There’s enough crude oil in storage to supply refineries for nearly a month straight, the highest level in three decades, according to new government data. The nation’s commercial crude oil inventories have been ballooning since refineries have been shut down for seasonal planned maintenance. The lower refinery runs combined with a record-breaking 458.5 million barrels of crude in storage means that the U.S. has enough oil to feed 29 days of refinery demand, according to the U.S. Energy Information Administration’s projections about refinery runs in March.

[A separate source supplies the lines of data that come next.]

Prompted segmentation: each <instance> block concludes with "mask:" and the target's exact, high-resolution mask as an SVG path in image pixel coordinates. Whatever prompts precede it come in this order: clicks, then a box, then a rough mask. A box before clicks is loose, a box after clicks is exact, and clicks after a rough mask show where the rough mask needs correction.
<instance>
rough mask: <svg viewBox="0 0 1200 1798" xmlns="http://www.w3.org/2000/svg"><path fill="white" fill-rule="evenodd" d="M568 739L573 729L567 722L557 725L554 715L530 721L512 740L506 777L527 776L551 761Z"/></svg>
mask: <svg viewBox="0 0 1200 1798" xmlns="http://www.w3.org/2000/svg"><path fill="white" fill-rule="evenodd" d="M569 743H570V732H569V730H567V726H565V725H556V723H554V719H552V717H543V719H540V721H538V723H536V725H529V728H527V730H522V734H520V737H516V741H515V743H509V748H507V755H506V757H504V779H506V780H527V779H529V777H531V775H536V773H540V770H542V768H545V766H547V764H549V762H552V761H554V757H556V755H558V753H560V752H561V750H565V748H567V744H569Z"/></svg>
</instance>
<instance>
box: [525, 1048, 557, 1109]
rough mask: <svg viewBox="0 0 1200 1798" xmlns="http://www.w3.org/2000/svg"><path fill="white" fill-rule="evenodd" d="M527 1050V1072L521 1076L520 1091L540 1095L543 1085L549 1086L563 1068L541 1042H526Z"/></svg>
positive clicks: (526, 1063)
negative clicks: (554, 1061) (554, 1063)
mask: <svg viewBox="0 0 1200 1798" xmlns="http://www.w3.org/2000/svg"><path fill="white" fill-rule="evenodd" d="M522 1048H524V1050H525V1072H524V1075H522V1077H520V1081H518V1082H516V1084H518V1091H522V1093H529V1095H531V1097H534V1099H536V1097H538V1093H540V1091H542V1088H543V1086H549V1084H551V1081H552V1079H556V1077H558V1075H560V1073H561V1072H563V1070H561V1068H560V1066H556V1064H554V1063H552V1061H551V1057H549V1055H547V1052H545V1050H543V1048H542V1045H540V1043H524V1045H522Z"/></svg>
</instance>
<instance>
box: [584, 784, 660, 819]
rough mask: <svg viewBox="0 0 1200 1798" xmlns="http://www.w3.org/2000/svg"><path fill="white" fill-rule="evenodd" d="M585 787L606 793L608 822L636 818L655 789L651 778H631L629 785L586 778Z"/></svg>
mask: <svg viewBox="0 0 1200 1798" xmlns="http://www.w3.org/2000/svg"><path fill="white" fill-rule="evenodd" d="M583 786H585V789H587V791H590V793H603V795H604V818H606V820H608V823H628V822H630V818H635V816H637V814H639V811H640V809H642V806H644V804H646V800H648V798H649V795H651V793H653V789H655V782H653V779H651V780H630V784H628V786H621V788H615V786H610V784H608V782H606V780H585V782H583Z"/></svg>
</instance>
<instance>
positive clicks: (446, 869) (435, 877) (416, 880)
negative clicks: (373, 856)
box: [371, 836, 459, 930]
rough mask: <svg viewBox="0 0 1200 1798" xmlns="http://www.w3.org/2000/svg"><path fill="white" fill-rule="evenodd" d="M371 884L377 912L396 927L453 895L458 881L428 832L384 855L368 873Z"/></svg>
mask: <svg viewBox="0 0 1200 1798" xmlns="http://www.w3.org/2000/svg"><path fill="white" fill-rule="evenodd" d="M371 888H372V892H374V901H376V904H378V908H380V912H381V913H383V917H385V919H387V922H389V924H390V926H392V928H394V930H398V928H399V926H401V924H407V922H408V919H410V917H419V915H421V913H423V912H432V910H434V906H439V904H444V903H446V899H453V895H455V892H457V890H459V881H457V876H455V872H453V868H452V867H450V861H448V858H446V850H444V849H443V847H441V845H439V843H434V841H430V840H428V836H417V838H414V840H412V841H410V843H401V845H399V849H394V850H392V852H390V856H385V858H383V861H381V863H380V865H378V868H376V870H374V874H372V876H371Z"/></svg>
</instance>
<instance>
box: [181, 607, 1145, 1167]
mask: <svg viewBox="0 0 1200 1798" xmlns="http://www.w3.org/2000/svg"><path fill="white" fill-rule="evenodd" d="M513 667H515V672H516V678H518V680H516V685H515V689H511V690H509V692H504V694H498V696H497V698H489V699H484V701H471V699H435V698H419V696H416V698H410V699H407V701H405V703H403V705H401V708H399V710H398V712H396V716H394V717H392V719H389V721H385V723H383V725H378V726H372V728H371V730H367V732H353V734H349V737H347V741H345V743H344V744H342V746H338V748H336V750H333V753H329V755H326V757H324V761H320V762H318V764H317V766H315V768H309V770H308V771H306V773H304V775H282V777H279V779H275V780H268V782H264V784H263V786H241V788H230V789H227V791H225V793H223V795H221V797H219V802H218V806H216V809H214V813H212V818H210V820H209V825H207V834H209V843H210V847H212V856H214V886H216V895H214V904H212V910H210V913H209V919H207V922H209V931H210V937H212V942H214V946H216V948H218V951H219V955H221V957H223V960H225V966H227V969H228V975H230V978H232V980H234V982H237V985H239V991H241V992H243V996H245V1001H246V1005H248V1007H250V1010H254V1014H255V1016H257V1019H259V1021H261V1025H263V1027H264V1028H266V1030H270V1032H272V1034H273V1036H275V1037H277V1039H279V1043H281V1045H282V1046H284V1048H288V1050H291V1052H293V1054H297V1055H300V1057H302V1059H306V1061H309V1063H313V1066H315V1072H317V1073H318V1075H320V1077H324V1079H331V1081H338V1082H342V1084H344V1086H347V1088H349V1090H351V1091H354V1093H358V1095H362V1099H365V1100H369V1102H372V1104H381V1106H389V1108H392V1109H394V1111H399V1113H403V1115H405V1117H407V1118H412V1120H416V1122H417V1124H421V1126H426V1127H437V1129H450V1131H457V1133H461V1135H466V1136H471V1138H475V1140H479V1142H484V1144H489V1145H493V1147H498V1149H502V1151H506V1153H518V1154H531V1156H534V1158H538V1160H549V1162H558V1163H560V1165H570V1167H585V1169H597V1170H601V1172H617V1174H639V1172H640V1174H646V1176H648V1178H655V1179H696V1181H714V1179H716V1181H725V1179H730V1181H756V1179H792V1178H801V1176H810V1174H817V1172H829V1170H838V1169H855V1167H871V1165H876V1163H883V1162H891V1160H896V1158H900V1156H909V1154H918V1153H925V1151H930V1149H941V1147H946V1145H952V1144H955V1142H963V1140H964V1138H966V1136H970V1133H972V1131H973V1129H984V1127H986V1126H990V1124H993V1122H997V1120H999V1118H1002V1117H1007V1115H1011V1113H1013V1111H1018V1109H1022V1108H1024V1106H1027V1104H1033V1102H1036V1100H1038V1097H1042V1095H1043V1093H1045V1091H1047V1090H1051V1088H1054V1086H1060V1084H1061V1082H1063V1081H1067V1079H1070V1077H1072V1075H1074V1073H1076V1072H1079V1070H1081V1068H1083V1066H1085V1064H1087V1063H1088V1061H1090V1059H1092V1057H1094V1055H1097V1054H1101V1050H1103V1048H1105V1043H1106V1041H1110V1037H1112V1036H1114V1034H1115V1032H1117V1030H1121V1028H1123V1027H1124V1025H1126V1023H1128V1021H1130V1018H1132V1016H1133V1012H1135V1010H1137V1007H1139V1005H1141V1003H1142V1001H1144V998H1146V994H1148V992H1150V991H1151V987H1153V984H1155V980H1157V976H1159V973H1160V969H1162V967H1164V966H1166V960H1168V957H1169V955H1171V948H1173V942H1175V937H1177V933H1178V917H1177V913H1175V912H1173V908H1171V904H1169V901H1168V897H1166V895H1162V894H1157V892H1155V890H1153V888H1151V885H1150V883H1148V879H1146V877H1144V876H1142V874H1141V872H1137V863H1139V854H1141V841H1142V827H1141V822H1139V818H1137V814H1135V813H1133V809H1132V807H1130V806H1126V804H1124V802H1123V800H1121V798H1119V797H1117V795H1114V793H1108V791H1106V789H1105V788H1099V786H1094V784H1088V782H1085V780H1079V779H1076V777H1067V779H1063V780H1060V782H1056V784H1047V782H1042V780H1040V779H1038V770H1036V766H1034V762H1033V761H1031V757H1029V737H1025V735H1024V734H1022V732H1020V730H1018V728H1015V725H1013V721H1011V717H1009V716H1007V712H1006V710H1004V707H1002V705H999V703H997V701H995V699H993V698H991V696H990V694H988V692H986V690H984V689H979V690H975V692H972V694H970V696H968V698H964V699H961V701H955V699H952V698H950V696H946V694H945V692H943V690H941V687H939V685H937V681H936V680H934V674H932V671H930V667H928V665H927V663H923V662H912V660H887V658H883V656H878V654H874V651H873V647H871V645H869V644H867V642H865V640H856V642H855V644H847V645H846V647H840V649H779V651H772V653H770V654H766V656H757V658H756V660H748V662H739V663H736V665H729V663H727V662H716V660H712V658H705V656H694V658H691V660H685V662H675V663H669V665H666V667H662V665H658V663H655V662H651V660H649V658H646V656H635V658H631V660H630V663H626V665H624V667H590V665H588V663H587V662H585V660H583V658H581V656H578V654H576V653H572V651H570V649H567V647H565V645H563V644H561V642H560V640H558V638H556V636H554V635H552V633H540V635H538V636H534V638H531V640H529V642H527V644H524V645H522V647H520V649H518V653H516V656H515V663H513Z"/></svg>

The U.S. hasn’t seen that many days of supply available since 1985, according to the EIA. With so much crude available and continued strong margins between oil prices and the price of gasoline and other refined products, analysts predict that refineries will run hard once they come back online in the coming weeks.
“They are going to process as much crude and feedstock as they can because the market will really reward them right now,” said Tom Kloza, chief oil analyst at the Oil Price Information Service.
Refinery runs, which are expected to begin increasing again in April and peak in the summer, will help soak up some of the excess crude on the market but it will take months to make a significant dent in the rapidly swelling crude oil inventories. “We need to sustain high crude runs for a period of time before we can start reversing and start drawing down the high crude oil stocks we built up,” said Afolabi Ogunnaike, senior analyst of refining and oil markets at Wood Mackenzie.
Nationwide, refineries are running at 88 percent of capacity, processing about 15.4 million barrels per day, but analysts expect that number to grow to 16.4 or 16.5 million by the peak summer driving season. “We are still expecting this summer to set a new high in terms of how much crude oil being processed by refineries,” Ogunnaike said.